The ENCI team is currently on site at the museum in Ankara for its second major field mission. ENCI (Extracting Non-destructively Cuneiform Inscriptions) was developed jointly by the Cluster of Excellence Understanding Written Artefacts and Deutsches Elektronensynchrotron (DESY). It is the world’s first mobile device that can be used to look inside the sealed clay tablets and reconstruct the hidden texts. Thanks to its lightweight design, ENCI can be used in museums and archives themselves – the cuneiform tablets, which often cannot be transported, thus remain in their protected environment. In February 2024, this new method was successfully tested in the field for the first time when UWA and DESY researchers examined cuneiform tablets in the Louvre.
In addition to Assyriologists and X-ray physicists, the ENCI team also includes computer scientists, who produce 3D animations of the hidden tablets. This not only makes it possible to read the texts, but also to gain deep insights into the materiality of the clay being examined. In Ankara, the researchers were already able to identify the remains of various organic materials in the clay envelopes, including peas, lentils, snails, and shells – apparently, merchants in particular did not always pay attention to the highest quality when it came to their writing materials. It remains to be seen what other secrets the images will reveal once the analysis of the considerable amounts of data has been completed.

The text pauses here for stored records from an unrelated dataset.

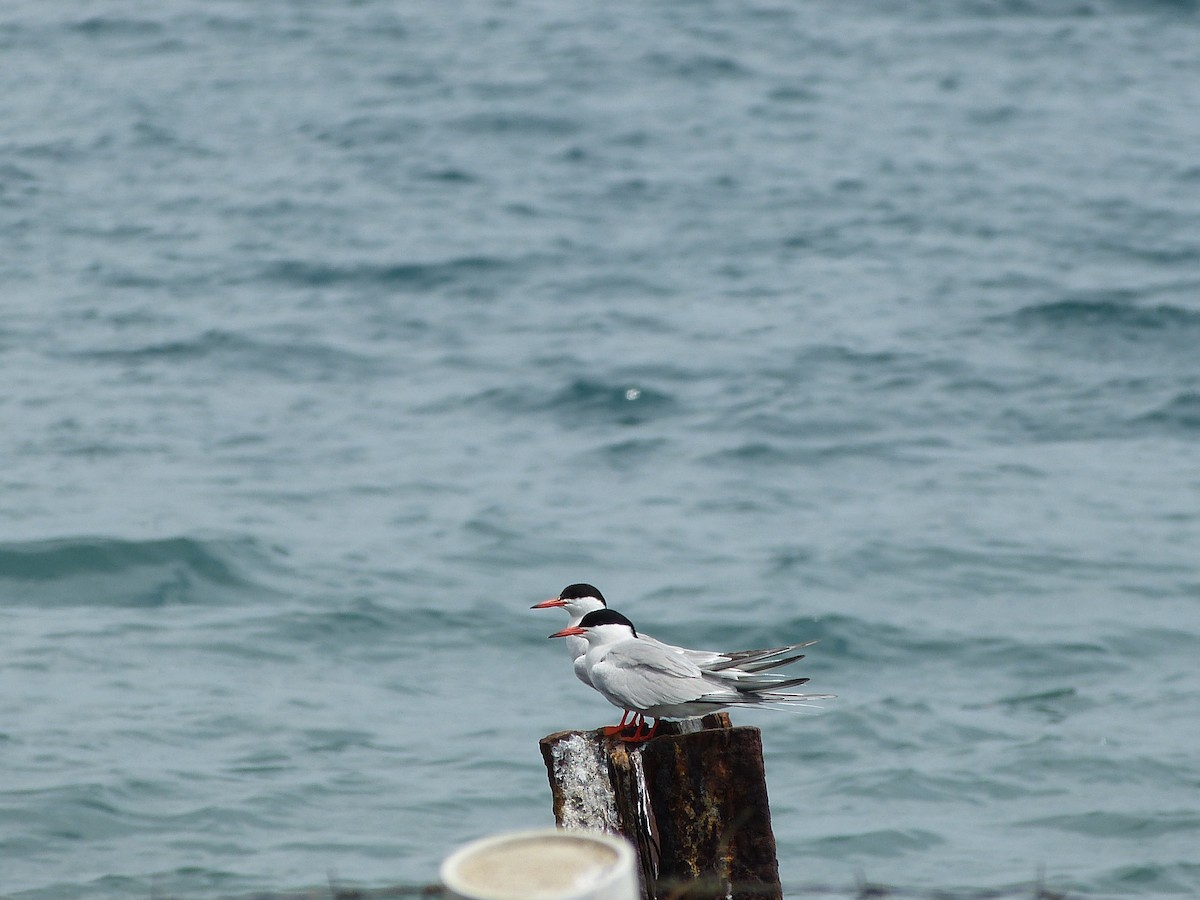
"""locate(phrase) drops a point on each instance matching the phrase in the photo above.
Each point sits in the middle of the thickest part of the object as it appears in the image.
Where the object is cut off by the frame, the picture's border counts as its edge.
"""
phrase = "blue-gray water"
(336, 334)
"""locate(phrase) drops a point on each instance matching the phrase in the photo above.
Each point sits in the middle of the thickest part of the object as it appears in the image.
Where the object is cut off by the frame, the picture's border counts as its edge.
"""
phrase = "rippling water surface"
(336, 335)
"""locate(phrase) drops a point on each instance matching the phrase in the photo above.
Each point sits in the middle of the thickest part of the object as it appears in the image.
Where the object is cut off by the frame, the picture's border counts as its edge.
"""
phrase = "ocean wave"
(1114, 313)
(108, 571)
(287, 359)
(471, 271)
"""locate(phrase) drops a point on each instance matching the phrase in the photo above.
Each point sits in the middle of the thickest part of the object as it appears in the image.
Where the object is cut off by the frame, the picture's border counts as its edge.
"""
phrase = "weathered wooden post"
(694, 804)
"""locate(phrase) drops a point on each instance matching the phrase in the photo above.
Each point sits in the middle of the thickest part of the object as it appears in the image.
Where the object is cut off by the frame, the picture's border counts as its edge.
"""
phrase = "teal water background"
(337, 334)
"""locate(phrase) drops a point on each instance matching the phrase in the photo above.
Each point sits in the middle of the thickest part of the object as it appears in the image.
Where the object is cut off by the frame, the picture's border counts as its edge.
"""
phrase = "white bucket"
(544, 864)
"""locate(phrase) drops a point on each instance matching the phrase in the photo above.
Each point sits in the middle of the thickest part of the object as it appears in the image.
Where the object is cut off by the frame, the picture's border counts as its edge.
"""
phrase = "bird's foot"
(613, 730)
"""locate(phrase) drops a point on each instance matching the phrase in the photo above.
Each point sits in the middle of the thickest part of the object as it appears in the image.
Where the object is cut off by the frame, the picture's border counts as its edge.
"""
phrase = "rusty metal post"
(694, 804)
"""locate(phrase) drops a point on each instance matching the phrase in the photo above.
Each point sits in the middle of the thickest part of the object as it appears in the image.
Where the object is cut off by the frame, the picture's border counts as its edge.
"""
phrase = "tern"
(649, 679)
(744, 667)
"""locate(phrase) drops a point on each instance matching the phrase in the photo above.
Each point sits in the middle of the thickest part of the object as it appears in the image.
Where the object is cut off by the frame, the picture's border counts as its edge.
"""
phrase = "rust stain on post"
(694, 804)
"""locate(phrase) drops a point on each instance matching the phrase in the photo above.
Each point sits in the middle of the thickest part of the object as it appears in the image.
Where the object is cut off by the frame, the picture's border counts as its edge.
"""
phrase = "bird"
(649, 679)
(745, 667)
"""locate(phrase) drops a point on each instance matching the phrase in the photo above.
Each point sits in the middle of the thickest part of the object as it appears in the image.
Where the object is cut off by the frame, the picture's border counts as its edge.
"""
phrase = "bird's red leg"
(637, 737)
(610, 730)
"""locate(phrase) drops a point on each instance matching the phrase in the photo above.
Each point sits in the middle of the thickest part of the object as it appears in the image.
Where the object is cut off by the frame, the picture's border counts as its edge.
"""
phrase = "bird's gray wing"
(637, 676)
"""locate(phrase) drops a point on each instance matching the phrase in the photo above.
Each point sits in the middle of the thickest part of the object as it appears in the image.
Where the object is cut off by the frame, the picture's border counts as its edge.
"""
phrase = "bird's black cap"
(574, 592)
(606, 617)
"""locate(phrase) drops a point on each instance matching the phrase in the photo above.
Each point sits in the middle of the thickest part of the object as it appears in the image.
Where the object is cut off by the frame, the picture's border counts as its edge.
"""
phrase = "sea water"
(337, 334)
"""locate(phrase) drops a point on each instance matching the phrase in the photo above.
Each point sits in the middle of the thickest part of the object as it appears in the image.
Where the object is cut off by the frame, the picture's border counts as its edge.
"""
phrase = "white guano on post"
(544, 864)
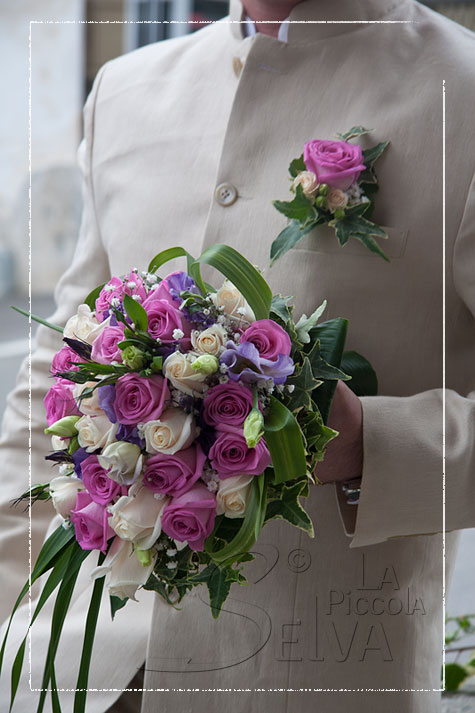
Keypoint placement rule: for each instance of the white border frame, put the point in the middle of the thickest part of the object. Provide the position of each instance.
(236, 690)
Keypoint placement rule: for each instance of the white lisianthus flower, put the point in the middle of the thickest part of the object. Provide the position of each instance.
(90, 404)
(233, 303)
(209, 341)
(84, 325)
(232, 495)
(336, 199)
(95, 432)
(174, 431)
(178, 370)
(122, 461)
(125, 573)
(308, 181)
(137, 517)
(64, 490)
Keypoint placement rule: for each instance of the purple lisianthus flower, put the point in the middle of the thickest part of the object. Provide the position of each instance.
(130, 434)
(106, 398)
(78, 456)
(245, 364)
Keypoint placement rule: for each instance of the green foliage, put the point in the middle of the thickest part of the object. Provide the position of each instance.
(285, 442)
(300, 208)
(287, 507)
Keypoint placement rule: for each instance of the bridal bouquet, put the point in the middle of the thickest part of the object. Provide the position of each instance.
(183, 417)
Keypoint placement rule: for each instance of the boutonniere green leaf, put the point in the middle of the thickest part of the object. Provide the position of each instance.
(334, 184)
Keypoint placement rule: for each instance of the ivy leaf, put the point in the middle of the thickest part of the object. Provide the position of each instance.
(353, 133)
(300, 208)
(321, 369)
(304, 383)
(288, 238)
(296, 166)
(288, 508)
(136, 313)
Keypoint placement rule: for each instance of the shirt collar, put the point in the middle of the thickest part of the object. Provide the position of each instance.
(313, 20)
(250, 28)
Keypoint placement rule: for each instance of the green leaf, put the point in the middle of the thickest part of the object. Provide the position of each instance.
(296, 166)
(332, 336)
(116, 604)
(169, 254)
(321, 369)
(289, 508)
(38, 319)
(454, 676)
(285, 442)
(242, 274)
(300, 208)
(353, 133)
(304, 382)
(90, 300)
(90, 631)
(364, 381)
(288, 238)
(281, 308)
(49, 554)
(136, 313)
(305, 324)
(249, 531)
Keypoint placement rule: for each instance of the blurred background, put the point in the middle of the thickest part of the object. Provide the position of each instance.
(72, 39)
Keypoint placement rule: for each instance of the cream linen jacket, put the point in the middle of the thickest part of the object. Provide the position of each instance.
(358, 609)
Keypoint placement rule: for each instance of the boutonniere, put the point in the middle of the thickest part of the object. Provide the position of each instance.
(334, 184)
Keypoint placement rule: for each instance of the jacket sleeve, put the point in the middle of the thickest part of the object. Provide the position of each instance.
(18, 455)
(402, 487)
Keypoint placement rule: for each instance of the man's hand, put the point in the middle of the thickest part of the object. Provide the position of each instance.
(344, 455)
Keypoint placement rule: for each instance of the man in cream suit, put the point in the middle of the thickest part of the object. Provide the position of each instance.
(187, 142)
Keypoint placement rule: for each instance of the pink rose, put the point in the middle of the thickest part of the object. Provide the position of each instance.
(91, 523)
(174, 474)
(65, 360)
(337, 163)
(139, 399)
(269, 338)
(99, 486)
(190, 517)
(230, 454)
(164, 319)
(104, 346)
(227, 404)
(60, 402)
(131, 284)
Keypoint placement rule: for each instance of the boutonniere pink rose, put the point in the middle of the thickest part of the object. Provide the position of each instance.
(334, 184)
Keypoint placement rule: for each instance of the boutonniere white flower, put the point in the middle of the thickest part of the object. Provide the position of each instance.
(334, 184)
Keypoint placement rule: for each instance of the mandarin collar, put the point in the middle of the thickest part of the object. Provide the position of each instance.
(313, 20)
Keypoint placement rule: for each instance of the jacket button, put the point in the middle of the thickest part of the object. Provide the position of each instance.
(237, 66)
(225, 194)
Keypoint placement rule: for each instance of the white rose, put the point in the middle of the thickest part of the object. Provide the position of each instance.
(84, 325)
(137, 517)
(124, 570)
(178, 370)
(174, 431)
(209, 341)
(89, 404)
(95, 432)
(229, 297)
(122, 461)
(232, 495)
(64, 491)
(336, 198)
(308, 181)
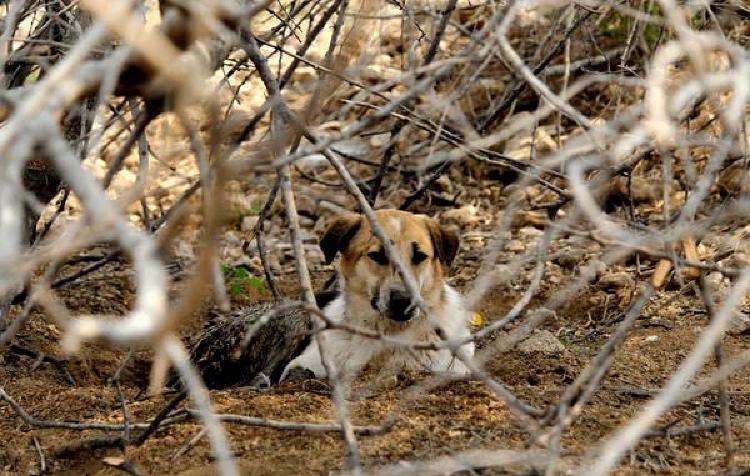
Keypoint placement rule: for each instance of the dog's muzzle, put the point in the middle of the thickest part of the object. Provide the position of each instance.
(399, 307)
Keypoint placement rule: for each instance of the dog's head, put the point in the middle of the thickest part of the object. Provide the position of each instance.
(371, 280)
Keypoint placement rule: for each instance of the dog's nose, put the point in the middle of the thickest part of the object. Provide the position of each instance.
(399, 305)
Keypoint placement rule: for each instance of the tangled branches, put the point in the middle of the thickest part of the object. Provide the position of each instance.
(615, 126)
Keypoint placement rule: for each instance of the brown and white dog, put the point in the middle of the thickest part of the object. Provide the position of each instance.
(372, 295)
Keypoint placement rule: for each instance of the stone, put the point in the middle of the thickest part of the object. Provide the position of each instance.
(541, 341)
(617, 280)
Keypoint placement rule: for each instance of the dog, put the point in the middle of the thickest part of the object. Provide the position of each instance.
(371, 295)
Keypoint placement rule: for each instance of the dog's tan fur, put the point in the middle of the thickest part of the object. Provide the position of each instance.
(365, 279)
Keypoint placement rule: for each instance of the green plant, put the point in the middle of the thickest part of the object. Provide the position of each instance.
(239, 280)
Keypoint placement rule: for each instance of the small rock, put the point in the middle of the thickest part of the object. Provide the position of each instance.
(616, 280)
(541, 341)
(515, 245)
(739, 324)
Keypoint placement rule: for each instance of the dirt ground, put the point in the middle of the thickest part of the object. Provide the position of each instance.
(453, 417)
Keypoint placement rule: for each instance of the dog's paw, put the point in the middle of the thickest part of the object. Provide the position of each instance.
(296, 374)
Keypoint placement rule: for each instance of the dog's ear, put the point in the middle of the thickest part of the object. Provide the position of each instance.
(338, 235)
(444, 240)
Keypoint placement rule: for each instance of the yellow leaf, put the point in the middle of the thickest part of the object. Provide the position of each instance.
(476, 320)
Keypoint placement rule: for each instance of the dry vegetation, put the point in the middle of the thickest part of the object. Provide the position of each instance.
(163, 163)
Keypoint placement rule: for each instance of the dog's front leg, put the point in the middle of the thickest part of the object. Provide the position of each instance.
(309, 359)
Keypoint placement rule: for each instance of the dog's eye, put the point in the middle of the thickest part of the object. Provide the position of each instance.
(418, 256)
(378, 257)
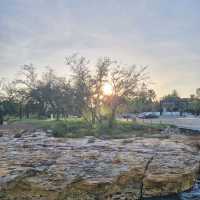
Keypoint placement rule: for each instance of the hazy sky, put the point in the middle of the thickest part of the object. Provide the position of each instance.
(163, 34)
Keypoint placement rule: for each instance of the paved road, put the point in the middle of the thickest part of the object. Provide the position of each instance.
(186, 122)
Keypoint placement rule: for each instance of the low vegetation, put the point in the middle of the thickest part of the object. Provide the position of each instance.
(79, 128)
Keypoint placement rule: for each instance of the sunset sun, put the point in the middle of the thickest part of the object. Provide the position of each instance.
(107, 89)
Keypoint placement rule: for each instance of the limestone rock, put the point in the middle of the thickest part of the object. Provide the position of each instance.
(37, 167)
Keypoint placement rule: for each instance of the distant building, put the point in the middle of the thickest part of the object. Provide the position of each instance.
(175, 104)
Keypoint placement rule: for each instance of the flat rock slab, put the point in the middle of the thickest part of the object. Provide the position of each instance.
(37, 167)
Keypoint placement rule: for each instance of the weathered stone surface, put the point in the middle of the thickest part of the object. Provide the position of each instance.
(38, 167)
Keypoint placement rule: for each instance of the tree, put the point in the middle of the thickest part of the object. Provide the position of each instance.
(126, 83)
(81, 82)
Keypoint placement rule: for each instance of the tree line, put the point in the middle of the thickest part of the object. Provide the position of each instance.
(82, 94)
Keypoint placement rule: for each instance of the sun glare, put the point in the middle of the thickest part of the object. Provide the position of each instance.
(107, 89)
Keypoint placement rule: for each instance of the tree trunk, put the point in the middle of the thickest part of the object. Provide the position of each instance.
(20, 111)
(112, 118)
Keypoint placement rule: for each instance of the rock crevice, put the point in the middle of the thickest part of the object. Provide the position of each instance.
(37, 167)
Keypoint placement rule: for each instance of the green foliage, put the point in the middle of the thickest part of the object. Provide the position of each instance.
(74, 128)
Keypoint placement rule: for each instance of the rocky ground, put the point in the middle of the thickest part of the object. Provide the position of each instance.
(35, 166)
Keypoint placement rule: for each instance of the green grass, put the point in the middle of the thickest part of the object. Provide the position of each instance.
(79, 128)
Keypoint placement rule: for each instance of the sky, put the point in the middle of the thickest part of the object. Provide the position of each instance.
(161, 34)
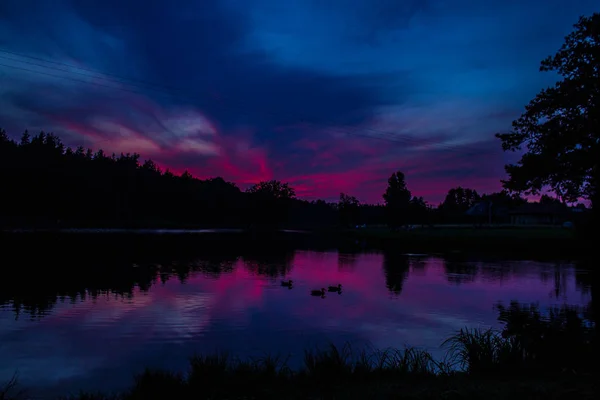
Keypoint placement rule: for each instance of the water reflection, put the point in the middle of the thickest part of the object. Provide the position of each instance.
(67, 320)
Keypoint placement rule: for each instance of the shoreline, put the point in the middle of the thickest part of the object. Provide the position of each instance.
(518, 241)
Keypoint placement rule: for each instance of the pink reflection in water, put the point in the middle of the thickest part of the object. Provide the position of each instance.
(385, 300)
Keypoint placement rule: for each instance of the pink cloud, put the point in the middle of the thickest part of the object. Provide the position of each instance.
(321, 162)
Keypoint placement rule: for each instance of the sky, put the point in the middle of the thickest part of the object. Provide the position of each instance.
(330, 96)
(77, 342)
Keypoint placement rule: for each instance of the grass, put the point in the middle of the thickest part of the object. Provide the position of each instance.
(478, 364)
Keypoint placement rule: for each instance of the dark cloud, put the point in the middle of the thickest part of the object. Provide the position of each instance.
(292, 90)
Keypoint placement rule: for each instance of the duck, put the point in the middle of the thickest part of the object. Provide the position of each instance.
(337, 288)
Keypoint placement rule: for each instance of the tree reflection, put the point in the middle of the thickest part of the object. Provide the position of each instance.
(395, 268)
(347, 261)
(34, 282)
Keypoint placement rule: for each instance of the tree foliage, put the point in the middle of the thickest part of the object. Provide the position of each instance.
(349, 210)
(560, 128)
(397, 199)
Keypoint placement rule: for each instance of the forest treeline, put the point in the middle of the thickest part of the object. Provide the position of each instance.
(47, 184)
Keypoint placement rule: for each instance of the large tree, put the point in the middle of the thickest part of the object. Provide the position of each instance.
(397, 199)
(560, 128)
(460, 199)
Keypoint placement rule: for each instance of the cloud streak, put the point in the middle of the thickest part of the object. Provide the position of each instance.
(327, 97)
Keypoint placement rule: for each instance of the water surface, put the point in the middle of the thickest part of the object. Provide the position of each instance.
(94, 330)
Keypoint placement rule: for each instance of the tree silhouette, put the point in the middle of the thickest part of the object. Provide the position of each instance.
(349, 210)
(397, 199)
(270, 203)
(560, 128)
(460, 199)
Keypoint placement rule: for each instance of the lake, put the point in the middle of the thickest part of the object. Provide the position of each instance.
(93, 327)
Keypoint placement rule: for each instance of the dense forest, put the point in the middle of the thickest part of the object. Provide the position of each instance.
(47, 184)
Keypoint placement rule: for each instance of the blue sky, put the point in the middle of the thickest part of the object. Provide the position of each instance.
(330, 96)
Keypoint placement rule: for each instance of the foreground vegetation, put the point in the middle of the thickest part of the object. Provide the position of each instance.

The measuring time during this field trip is not used solely for cuneiform tablets from the collection of the Museum of Anatolian Civilisations. The trip also offers an opportunity for collaboration with local colleagues, including Assyriologists from Ankara University, who can have objects of particular interest to them examined using ENCI. Anthropologists can also use the method: Several human bones kept in the Kayseri Museum have already been analysed by the ENCI team during this trip in order to understand different pathologies. This measurement is the latest in a series of recent attempts to use ENCI to research a variety of objects.